Edward was born in Hood River, Oregon in 1940 to Japanese parents. This order would change his life and that of his family forever. His family was taken to a deportation camp in a remote area. The camps – of which there were 10 total in the U.S. – were enveloped by high fences and guard towers. Housing was barrack-style. Some families even lived in converted horse barns. A family unit consisted of just beds and one single light bulb in a 20’ x 20’ space. All shared common laundry, eating, and bathroom areas. The military only provided $0.45 per day per person for food. Sadly, the daily diet was not particularly a healthy one. This living situation was enough to completely demoralize a person. But the Kanemasu family had strong roots when it came to grit, determination, and resourcefulness. They soon obtained a sponsor who had the family relocated to Montana where they worked on many farms in a sharecropping capacity, raising the crops and sharing the profits with the landowner.
Edward and his siblings went to school in a small schoolhouse about a mile away from where they lived. It was not unusual for the kids and their parents to be targets of racial discrimination. Edward’s dad simply rose above and often reminded his children that if one gets an education, that can never be taken away from them.
As a result, Edward eventually earned a college degree, which was then followed by the completion of a master’s degree. He voraciously continued his graduate education at the University of Wisconsin, where he earned his PhD. His first position subsequent to that accomplishment was that of assistant professor at Kansas State University, where he remained for 20 years until transitioning to the University of Georgia to become the Department Head and then was appointed as Director of International Agriculture and Assistant Dean.
While this is a page-turning story condensed for these purposes, Edward, who has written a book about his life, proved he had ample resourcefulness and resiliency whenever stumbling blocks fell upon his path.

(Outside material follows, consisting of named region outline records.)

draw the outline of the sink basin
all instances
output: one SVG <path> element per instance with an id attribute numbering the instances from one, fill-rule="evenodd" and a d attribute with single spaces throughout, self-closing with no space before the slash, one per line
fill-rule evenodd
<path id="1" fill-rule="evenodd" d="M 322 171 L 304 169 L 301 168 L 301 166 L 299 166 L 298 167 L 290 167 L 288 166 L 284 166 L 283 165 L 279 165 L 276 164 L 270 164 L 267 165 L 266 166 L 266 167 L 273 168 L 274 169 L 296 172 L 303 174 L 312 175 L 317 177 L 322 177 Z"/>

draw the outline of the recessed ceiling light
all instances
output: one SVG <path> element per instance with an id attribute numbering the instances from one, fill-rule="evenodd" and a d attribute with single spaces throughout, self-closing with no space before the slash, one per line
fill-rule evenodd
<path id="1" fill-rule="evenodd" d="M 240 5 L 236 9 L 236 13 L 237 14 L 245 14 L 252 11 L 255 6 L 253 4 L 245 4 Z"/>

Giving up or losing faith in himself has never been an option.
That same philosophy has trickled down to his daughter, Pam, who appreciates not only her Japanese heritage but also how her family before her met adversity with only the hope, faith, and confidence that they would overcome. Even though her father’s family lost everything, they never resorted to anger. That would only be counterproductive. Instead, they focused on what they could do. In a sense, that is how Pam operates today. Doing what she can to make things happen and result in a productive and positive outcome for the people she serves as she helps them buy and/or sell a home.

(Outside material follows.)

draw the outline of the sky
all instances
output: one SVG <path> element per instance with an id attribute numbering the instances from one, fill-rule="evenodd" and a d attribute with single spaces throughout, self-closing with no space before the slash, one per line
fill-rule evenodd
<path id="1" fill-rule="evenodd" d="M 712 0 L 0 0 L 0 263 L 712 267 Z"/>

Also unique to Pam’s story is that her husband, Mark Sumada, whom she met on a flight many years ago, had a father who was in the same camp as Edward was as a child. This serendipitous meeting was fate at work. The two subsequently married and have successfully blended their life stories to create deep family connections and a business that just makes sense. Mark, an award-winning contemporary home builder and owner of Suma Design and Construction, works in partnership with Pam as they design, build, and sell some of the most beautiful homes in the metro area.
“I believe there are many Asian influences in my own home, as well as in the homes we design,” Pam noted. “We are attracting a certain sort of consumer today by virtue of how we design through our modern, simple, and uncluttered approach.”